A titolo puramente esemplificativo valga, per i politici, l’entusiasmo del deputato del Partito democratico Filippo Sensi, che alle otto e venti del 24 aprile twitta: «E niente, nel giro di due minuti si sa chi ha vinto e chi ha perso, si fanno i discorsi, si torna al lavoro. Ma parliamo di proporzionale, dai». Come se l’eventuale cambiamento della legge elettorale in senso proporzionale, per le politiche, avesse qualcosa a che fare con la scelta del capo dello stato (sì, ho intenzione di ripeterlo almeno una volta ogni dieci righe). Capo dello stato che peraltro in Italia è stato appena rieletto, grazie al cielo. Ma soprattutto come se dopo le ultime elezioni, con la legge elettorale attuale, non ci fossero voluti mesi prima di veder nascere il nuovo governo.
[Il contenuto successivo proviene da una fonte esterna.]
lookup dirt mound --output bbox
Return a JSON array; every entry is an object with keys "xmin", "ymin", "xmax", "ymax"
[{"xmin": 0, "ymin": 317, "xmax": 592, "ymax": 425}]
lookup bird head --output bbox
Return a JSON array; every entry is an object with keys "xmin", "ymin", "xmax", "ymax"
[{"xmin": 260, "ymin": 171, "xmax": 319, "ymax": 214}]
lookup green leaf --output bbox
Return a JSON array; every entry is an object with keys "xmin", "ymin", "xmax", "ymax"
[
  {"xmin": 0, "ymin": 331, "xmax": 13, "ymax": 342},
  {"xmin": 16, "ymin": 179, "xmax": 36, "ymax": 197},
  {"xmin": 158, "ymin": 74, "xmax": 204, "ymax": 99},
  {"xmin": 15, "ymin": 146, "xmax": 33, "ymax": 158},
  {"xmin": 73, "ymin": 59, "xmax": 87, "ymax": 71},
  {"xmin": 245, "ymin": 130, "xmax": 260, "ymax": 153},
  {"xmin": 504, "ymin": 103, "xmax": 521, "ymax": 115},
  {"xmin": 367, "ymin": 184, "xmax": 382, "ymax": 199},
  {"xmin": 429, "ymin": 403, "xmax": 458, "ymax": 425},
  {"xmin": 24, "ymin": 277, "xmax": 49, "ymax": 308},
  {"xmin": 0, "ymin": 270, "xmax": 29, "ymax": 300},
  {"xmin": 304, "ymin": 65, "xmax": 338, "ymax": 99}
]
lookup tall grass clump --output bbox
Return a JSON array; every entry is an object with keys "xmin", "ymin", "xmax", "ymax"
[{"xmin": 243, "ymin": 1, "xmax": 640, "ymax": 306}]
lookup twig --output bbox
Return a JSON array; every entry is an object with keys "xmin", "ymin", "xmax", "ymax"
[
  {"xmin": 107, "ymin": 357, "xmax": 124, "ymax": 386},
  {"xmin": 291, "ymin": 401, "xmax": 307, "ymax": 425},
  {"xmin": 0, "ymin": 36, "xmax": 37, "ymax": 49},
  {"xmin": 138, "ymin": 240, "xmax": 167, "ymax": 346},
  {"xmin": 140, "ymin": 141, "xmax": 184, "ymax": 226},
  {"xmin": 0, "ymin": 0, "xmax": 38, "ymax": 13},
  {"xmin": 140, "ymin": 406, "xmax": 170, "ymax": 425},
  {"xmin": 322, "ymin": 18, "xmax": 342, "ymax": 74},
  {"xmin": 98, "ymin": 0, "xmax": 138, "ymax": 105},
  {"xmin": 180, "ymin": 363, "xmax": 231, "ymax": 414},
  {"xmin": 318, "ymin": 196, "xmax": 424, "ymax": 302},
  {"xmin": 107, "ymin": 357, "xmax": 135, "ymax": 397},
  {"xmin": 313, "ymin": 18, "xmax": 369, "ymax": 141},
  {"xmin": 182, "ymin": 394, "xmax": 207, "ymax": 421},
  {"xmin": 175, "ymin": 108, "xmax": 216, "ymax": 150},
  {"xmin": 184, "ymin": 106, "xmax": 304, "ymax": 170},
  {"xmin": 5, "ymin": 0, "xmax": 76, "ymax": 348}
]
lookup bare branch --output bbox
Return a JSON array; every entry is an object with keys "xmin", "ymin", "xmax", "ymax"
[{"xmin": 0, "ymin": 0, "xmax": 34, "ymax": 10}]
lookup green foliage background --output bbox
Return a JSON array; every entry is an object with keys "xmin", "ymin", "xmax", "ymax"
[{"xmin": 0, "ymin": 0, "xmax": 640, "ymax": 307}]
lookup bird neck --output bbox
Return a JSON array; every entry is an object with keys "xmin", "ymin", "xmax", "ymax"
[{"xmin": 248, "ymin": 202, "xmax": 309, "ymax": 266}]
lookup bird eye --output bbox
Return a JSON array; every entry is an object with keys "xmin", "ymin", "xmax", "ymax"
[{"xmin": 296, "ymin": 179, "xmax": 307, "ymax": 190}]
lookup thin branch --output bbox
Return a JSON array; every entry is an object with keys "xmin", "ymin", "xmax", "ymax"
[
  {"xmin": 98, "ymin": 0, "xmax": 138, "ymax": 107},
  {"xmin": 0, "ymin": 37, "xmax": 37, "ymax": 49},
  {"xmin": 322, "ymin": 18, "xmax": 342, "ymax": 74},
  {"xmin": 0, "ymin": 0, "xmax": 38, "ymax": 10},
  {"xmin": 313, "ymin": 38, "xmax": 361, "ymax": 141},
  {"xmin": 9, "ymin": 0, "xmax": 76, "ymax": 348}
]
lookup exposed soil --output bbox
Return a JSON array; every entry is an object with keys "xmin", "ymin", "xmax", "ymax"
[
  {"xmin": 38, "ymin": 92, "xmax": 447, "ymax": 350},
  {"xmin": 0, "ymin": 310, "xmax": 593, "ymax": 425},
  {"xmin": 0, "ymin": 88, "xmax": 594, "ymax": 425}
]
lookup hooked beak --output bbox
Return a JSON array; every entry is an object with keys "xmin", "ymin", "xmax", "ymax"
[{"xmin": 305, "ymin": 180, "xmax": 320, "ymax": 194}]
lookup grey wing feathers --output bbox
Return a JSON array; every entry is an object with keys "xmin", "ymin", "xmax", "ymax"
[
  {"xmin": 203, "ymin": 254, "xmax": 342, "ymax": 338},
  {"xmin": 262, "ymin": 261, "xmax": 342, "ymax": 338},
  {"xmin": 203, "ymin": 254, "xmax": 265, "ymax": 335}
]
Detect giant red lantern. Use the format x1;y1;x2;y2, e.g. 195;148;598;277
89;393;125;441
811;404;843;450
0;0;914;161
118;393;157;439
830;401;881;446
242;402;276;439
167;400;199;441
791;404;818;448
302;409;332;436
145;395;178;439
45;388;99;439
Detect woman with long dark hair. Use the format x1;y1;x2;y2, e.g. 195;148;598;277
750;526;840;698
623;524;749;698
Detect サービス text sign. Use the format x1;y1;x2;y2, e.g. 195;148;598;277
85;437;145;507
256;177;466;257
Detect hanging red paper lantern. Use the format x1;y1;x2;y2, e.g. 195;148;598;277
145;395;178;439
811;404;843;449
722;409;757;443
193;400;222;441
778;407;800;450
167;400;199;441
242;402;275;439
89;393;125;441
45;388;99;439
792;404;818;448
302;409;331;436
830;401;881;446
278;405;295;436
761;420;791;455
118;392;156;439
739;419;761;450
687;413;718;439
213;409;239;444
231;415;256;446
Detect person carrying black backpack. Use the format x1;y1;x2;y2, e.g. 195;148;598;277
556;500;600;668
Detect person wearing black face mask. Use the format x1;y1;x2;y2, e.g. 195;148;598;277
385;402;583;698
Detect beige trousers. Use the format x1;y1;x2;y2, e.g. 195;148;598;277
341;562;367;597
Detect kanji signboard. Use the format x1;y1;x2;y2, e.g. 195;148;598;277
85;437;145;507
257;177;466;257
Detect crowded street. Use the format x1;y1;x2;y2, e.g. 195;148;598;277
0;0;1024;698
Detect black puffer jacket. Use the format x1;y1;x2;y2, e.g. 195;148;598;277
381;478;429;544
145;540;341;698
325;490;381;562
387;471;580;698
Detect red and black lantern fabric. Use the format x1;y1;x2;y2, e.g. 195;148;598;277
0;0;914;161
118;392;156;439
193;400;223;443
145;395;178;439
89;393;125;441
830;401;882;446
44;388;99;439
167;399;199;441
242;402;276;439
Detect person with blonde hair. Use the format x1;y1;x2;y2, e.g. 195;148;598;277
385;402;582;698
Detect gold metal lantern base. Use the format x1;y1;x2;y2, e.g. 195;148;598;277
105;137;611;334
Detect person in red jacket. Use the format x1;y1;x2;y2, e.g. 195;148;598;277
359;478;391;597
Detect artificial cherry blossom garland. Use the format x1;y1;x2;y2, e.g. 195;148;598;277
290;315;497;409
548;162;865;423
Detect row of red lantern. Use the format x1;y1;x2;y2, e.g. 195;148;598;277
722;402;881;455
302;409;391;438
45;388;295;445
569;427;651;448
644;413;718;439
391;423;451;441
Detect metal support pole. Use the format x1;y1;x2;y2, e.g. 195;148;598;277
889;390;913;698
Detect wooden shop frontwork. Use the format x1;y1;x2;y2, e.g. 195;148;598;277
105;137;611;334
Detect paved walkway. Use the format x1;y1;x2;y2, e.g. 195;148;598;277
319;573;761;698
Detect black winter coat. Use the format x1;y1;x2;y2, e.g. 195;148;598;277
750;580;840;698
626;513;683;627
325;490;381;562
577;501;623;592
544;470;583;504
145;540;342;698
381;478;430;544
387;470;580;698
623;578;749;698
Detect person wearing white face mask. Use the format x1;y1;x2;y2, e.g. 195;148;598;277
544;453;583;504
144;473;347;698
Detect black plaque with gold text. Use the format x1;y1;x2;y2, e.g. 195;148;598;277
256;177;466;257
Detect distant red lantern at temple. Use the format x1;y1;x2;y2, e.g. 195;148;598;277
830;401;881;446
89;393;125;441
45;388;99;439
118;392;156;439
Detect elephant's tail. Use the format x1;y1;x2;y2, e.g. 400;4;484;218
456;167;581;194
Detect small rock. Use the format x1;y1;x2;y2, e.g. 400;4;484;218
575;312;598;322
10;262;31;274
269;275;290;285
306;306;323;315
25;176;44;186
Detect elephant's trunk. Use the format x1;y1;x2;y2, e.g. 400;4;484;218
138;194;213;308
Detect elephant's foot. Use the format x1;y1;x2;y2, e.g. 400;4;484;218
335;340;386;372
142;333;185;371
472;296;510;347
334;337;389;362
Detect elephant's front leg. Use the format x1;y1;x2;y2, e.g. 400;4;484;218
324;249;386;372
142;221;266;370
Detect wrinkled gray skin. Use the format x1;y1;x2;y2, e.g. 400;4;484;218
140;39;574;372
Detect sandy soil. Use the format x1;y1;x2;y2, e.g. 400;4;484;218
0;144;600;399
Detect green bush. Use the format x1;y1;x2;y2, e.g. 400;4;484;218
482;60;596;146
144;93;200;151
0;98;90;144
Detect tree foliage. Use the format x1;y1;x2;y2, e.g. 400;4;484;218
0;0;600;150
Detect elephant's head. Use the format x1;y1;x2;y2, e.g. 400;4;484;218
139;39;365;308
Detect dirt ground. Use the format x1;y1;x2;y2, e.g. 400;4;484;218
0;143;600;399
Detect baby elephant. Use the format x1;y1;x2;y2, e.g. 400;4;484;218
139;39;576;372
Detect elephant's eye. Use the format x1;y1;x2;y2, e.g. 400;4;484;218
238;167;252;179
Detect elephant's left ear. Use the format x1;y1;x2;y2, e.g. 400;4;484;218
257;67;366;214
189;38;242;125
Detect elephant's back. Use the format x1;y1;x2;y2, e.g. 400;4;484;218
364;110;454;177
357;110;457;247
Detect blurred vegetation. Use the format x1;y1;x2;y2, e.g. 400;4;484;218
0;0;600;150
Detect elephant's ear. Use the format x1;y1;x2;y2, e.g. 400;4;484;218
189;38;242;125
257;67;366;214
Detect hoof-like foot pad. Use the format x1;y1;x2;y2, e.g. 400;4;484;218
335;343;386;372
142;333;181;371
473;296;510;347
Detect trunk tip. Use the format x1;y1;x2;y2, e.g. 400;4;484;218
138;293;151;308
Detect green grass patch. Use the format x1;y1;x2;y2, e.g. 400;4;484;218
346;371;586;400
A testimonianza di una passione per il modello francese che non riguarda solo i politici, molto significativo è l’articolo di Stefano Folli, che ieri su Repubblica ha scritto: «Il fatto che Macron abbia riassorbito in buona misura la fascia del malcontento non si deve tanto a una sua trasformazione politica, quanto alla logica del sistema maggioritario a doppio turno. Di nuovo ha disinnescato le spinte centrifughe e ha evitato il frantumarsi del paese. Per quanto ci riguarda, è chiaro che un sistema col ballottaggio avrebbe evitato l’esito del 2018, quando un risultato nel segno della protesta senza progetto consegnò il paese per metà legislatura al M5s e alle sue ambiguità».
Già non è facile sostenere che la legge elettorale avrebbe «disinnescato le spinte centrifughe» in un paese in cui sono scomparsi tanto i socialisti (sotto il 2 per cento) quanto i gollisti (sotto il 5), e che vede i populisti di Jean-Luc Mélenchon al 21 da un lato, dall’altro i sovranisti di Marine Le Pen al 23 (e quelli di Eric Zemmour al 7). Sostenere però che con il doppio turno in Italia si sarebbe «evitato l’esito del 2018» appare ancora più azzardato, anche tralasciando il fatto che nel 2018 non si votava per il capo dello stato (erano passate le dieci righe, più di così non potevo trattenermi). È ragionevole pensare, semmai, che nella maggior parte dei collegi al ballottaggio sarebbero andati i candidati del centrodestra contro quelli del Movimento 5 stelle, e anche dove il Pd fosse riuscito ad accedere al secondo turno, è assai verosimile che sarebbe finita come erano finiti, meno di due anni prima, ii ballottaggi per i sindaci di Roma e Torino.
È la trappola micidiale del bipopulismo: chiunque avesse prevalso alla fine tra populisti e sovranisti, se davvero il vincitore avesse potuto applicare immediatamente il proprio programma elettorale senza tanti compromessi parlamentari, a quest’ora saremmo stati già allegramente fuori dall’euro, e magari anche fuori dalla Nato.
Però, va detto, lo avremmo saputo subito.